だけど鍋を取り分けるおばさんの眉間には深い皺が刻まれている。
「帰りだって遅いでしょう? いつも電気ついてないもの」
「残業は多いけど深夜にはなりませんよ。それにうちの会社、人遣いは荒いけど悪質じゃないので残業代はしっかり出ますし」
「夜遅くに歩いて帰るなんて……」
「そろそろ自転車使えるから大丈夫です」
身体への負担を考えてくれたようで、わたしのお茶碗にはおかゆが盛られているけれど、本当はからあげにはほわほわ湯気の上がる白ごはんが食べたかった。
「そういえば車は? 駐車場からなくなってるよね?」
啓一郎さんは、何にも関心がないように見えてよく気づく。
「故障しちゃって廃車にしたんです。お金貯まったら新しいの買います。
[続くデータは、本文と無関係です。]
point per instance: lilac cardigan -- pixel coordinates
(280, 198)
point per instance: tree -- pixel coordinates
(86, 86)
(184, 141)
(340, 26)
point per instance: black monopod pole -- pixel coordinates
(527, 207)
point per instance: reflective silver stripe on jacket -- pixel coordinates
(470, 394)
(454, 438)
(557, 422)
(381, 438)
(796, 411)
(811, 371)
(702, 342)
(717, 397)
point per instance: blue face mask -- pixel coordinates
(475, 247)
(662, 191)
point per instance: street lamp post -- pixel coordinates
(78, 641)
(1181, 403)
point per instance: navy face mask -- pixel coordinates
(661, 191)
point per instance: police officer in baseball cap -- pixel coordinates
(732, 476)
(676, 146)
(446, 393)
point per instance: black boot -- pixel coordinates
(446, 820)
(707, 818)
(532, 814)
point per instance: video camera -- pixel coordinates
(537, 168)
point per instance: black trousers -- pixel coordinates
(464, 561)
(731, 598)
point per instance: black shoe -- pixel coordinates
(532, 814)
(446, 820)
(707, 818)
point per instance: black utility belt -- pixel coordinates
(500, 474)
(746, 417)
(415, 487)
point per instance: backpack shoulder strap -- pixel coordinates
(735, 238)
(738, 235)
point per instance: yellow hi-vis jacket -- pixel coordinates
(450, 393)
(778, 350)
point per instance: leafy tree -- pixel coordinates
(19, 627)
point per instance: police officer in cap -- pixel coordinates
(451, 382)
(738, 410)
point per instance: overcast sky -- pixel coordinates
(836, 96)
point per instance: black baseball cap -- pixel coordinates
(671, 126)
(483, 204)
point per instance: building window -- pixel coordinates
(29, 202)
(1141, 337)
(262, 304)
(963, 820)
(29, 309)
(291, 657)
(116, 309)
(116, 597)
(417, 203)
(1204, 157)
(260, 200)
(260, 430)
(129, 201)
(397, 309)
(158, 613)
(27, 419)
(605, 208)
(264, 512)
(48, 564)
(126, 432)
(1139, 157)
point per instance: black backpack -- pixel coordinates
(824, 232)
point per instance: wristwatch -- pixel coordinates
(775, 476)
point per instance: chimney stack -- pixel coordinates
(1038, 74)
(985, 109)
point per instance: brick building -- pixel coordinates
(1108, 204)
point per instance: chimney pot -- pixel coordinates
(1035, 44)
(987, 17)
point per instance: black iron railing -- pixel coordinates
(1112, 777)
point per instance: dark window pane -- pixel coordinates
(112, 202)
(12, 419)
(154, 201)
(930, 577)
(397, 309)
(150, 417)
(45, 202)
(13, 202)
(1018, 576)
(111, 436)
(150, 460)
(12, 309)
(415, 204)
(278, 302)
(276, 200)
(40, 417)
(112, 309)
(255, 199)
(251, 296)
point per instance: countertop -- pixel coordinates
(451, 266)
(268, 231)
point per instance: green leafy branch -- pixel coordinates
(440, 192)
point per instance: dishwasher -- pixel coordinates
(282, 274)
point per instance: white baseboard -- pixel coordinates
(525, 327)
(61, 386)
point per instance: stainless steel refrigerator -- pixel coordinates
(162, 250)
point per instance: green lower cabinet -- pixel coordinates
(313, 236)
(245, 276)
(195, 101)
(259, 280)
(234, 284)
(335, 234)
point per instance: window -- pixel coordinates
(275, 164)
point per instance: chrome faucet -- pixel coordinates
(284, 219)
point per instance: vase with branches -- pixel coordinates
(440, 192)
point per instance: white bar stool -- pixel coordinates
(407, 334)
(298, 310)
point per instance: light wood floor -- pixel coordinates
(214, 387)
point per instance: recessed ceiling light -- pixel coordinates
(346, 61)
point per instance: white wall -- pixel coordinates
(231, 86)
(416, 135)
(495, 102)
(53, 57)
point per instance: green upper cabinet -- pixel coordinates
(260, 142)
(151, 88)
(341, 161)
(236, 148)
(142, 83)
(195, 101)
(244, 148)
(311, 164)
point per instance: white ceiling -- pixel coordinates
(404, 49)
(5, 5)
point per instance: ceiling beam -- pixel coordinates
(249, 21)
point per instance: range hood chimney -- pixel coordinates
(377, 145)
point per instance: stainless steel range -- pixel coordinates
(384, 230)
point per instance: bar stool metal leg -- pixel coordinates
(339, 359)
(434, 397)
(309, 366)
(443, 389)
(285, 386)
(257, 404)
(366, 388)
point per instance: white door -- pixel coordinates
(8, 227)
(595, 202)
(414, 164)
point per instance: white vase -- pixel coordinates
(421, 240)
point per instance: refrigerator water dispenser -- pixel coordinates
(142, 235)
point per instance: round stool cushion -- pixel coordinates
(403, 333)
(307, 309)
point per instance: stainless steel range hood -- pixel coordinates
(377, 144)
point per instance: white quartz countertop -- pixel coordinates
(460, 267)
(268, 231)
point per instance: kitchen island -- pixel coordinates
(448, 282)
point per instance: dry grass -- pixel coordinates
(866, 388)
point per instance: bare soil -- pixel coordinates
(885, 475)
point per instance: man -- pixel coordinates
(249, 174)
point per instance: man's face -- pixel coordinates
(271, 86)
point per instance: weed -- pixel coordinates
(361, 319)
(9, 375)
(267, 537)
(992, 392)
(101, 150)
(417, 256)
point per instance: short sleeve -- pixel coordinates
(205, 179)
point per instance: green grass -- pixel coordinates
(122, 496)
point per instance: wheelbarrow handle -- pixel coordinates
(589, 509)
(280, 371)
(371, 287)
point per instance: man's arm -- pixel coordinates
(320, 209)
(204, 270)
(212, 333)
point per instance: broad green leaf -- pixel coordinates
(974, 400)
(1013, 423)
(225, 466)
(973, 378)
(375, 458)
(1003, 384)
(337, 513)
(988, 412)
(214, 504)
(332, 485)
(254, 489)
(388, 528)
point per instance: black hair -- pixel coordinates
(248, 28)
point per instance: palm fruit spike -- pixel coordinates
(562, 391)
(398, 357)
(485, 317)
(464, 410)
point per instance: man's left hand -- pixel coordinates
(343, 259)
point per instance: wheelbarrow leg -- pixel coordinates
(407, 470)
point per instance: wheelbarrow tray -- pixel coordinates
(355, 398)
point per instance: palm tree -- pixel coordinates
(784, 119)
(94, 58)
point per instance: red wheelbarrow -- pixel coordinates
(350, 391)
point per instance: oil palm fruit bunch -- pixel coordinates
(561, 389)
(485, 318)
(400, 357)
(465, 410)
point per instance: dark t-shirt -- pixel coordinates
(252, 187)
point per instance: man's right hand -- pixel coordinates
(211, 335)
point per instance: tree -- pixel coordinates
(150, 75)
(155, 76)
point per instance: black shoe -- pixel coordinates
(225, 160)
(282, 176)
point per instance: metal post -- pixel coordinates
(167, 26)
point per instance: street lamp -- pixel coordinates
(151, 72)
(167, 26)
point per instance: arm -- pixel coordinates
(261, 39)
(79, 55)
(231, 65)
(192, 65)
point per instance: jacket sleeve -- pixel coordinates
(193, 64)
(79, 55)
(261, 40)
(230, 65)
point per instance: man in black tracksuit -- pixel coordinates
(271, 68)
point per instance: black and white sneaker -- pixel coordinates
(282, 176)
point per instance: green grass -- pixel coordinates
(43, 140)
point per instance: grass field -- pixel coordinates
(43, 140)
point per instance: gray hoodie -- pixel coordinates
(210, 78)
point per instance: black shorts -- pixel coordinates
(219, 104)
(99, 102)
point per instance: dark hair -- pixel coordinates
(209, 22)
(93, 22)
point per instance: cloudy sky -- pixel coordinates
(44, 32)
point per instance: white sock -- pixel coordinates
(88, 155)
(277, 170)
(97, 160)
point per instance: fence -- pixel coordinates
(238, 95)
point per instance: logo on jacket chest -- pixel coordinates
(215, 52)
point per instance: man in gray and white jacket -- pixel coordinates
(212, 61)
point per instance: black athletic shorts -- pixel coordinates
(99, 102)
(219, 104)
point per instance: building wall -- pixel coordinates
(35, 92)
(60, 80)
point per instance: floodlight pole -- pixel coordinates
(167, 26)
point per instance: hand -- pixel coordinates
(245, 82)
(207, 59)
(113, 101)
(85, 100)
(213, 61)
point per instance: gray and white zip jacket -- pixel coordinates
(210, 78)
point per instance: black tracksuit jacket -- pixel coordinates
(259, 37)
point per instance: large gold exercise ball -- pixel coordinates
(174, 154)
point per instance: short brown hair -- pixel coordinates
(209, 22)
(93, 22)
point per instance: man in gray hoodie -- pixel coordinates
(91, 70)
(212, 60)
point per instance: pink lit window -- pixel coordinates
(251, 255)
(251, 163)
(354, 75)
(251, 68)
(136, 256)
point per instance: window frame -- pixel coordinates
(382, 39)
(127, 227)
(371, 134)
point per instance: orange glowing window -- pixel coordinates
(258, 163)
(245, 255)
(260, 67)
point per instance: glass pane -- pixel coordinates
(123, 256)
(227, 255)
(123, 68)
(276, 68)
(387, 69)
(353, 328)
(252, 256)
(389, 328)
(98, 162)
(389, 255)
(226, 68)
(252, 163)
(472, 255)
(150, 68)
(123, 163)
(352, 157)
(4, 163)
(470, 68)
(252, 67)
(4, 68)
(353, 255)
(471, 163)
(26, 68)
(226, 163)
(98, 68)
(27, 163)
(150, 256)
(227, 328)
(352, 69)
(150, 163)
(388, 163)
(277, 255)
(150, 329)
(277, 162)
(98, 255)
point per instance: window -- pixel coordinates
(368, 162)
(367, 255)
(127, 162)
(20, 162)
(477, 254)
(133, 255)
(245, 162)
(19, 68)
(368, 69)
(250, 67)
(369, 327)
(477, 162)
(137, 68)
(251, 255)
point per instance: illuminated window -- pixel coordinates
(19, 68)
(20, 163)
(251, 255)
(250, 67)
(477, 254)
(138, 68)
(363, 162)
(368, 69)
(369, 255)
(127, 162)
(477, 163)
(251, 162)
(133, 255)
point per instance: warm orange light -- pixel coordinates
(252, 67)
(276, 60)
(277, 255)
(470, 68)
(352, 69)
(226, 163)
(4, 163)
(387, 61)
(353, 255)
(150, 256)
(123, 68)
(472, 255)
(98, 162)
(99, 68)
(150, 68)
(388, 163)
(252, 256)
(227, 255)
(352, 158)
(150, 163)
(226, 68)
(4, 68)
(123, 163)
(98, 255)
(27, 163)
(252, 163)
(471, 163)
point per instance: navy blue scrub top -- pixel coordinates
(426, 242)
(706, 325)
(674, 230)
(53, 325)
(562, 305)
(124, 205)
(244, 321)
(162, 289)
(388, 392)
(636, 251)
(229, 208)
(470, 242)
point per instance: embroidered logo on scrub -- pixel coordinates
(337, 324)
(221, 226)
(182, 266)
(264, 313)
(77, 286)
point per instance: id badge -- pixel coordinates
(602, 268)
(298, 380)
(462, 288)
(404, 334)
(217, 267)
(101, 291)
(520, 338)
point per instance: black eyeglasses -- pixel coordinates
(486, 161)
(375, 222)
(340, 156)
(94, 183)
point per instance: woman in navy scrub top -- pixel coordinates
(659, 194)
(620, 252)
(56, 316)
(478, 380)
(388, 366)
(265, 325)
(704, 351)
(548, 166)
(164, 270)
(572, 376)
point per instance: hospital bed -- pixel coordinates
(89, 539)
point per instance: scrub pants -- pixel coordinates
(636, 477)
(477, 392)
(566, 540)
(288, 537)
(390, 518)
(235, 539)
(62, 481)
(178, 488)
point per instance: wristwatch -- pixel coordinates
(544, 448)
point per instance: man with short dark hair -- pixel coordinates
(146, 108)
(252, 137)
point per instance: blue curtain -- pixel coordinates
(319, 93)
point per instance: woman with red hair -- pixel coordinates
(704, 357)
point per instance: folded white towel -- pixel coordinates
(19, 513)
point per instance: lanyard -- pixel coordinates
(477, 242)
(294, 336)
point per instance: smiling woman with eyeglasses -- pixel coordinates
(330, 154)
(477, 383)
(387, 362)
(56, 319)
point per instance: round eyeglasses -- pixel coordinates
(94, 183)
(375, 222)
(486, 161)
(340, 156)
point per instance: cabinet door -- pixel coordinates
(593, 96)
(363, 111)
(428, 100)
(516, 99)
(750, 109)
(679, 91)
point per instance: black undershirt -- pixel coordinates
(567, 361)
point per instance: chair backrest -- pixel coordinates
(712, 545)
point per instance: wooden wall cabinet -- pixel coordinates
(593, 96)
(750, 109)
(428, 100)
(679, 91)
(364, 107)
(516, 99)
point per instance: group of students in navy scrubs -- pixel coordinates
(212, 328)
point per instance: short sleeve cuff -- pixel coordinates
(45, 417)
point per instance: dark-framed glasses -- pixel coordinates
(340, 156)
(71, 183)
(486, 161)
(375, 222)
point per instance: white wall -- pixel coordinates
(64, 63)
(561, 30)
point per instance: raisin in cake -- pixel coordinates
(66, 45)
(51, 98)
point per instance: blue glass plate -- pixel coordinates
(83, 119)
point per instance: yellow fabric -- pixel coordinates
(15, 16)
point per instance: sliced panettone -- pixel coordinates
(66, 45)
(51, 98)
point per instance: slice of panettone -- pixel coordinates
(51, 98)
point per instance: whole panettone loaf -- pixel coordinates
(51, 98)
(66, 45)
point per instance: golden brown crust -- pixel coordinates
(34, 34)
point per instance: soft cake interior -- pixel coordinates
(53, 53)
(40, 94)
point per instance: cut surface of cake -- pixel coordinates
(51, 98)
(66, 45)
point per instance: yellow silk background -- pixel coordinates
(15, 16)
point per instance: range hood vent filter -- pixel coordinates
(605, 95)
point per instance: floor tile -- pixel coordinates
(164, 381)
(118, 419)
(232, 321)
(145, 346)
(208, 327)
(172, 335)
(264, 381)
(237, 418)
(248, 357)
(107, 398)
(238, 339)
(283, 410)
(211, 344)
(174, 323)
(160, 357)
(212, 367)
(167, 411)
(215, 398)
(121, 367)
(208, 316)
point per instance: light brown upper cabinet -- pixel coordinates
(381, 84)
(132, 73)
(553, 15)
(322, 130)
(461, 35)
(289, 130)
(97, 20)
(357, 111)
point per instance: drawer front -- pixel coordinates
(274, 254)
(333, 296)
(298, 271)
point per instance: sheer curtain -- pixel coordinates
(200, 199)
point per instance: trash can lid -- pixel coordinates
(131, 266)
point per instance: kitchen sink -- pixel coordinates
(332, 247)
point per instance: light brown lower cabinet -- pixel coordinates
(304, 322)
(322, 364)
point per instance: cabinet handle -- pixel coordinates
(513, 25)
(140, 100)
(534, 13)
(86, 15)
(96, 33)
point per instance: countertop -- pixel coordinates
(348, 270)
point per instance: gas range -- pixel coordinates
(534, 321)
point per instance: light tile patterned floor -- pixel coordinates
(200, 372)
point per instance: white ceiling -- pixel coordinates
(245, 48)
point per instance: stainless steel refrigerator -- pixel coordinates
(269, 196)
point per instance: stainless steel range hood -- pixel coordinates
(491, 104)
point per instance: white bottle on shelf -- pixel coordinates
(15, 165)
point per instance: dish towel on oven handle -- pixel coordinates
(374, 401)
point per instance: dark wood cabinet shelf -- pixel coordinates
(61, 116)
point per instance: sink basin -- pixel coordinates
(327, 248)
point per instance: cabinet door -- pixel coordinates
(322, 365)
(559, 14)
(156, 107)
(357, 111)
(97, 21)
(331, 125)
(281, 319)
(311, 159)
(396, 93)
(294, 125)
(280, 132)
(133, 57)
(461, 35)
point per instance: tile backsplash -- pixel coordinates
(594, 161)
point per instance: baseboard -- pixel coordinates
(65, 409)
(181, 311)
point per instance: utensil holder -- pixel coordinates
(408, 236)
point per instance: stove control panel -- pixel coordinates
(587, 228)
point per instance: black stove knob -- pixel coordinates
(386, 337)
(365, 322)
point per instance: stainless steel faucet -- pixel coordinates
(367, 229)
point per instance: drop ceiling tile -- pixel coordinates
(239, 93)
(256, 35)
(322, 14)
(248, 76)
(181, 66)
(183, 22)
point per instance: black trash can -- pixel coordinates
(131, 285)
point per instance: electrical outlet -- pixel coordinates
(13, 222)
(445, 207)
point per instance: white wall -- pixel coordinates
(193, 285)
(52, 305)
すみません、いただきます」
おばさんが3杯目の鍋をよそってくれる。
「お買い物とか灯油はどうしてるの?」
「お買い物は帰り道でしますし、灯油はガソリンスタンドまで歩いて買いに行ってます」
「歩いて!? ポリタンク持って?」
「はい。容器いっぱいに入れると重くて持てないから、半分だけ。近いし、なんとかなるものですよ」
「……………」
ガソリンスタンドまでは400~500m程度だけど、灯油のポリタンクを持って歩くにはかなり大変な距離で、わたしの力ではポリタンクに半分が限度。
そのためすぐになくなる。
おばさんはおたまを持ったまま、おじさんと啓一郎さんも箸を止めてわたしを見る。
「それは……かなり大変だろう。配送してもらえないのか?」
器にため息を落としてから、おじさんは苦い顔でからあげを口に運んだ。
「配送は……高いので」
頼めばそういうサービスがあることも知っていたけれど、1リットルにつき数円割高になる。
ひと冬通すと、なかなかに負担だった。
「うちも毎週土曜日にまとめて買いに行くから、一緒に行きましょう」
「だったら明日だけお願いしてもいいですか? 昨日から空っぽで給油できてないんです」
「なんでそんなことになっても言わないの!」
とうとうおばさんを怒らせてしまった。しずかな食卓で、ぐつぐつという鍋の音だけがにぎやかだ。
「言えないよな」
啓一郎さんの声には色味がなく、それが一層しずけさを強く感じさせる。
「小花は家族じゃないんだから」
当たり前のようにここにいても、わたしはこの家の人間じゃない。
おばさんやおじさんの気持ちはありがたいけれど、そこの一線をどうしても越えることはできないのだ。